21 novembre : Le matin, des citoyens mécontents incendiaient des voitures, jetaient des pierres et saccageaient les bureaux du maire de Dakar, la capitale. L’après-midi, ils couraient à travers les fumées de gaz lacrymogène et tentaient, les bras devant le visage, de se protéger contre les coups de matraques en caoutchouc que leur assénaient les forces de police.
Le Sénégal, habituellement considéré comme un modèle de stabilité en Afrique de l’Ouest, n’avait pas connu d’émeutes aussi violentes depuis six ans.
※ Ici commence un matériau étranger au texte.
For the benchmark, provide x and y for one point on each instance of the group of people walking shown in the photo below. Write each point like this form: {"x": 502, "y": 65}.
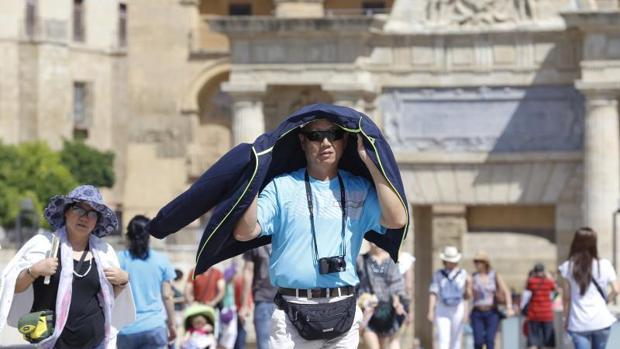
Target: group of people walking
{"x": 482, "y": 300}
{"x": 310, "y": 287}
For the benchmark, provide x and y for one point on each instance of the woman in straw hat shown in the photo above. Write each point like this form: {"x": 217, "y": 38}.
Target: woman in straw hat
{"x": 81, "y": 284}
{"x": 449, "y": 292}
{"x": 488, "y": 289}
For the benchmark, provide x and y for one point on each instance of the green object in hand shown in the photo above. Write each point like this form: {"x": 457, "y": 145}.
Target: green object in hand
{"x": 36, "y": 326}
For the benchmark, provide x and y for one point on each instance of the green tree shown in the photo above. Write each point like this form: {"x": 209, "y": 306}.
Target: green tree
{"x": 30, "y": 170}
{"x": 87, "y": 164}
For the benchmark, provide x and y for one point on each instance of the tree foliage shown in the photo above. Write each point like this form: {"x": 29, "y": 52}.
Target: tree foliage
{"x": 33, "y": 171}
{"x": 30, "y": 171}
{"x": 87, "y": 164}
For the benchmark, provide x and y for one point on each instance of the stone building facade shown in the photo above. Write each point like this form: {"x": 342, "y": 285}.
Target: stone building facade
{"x": 503, "y": 114}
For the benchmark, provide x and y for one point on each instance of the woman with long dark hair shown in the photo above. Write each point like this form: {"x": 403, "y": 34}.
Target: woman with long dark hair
{"x": 151, "y": 276}
{"x": 586, "y": 282}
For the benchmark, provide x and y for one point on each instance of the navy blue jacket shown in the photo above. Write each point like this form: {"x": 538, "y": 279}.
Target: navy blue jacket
{"x": 233, "y": 181}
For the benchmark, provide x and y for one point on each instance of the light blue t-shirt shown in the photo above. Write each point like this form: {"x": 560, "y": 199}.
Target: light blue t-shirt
{"x": 147, "y": 277}
{"x": 283, "y": 214}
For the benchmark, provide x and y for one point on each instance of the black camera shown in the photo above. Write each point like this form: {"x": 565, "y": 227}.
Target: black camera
{"x": 328, "y": 265}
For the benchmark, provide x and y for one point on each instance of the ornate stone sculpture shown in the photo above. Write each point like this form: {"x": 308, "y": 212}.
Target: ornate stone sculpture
{"x": 479, "y": 12}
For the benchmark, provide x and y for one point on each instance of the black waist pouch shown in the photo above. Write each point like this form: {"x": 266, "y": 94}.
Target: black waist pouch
{"x": 319, "y": 321}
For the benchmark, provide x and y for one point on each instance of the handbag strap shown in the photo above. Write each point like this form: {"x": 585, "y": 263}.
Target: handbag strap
{"x": 450, "y": 279}
{"x": 367, "y": 274}
{"x": 78, "y": 268}
{"x": 600, "y": 289}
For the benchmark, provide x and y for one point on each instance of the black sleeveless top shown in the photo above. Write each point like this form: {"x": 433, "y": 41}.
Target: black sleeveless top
{"x": 85, "y": 327}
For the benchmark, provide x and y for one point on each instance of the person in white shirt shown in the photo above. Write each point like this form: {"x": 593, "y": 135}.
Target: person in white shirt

À l’origine de toutes ces manifestations, un seul et même problème : la pauvreté.
Le 21 novembre de jeunes vendeurs ambulants ont afflué dans le quartier marchand de Sandaga, en centre-ville, pour protester contre une mesure prise par le président sénégalais Abdoulaye Wade en vue de les chasser des rues animées de Dakar, et d’assurer ainsi un trafic plus fluide.
Depuis plusieurs mois, le gouvernement s’efforce de donner un nouveau souffle à Dakar, en construisant de nouvelles routes et de nouveaux hôtels, en vue du sommet de l’Organisation de la conférence islamique, que la ville se prépare à accueillir en mars prochain.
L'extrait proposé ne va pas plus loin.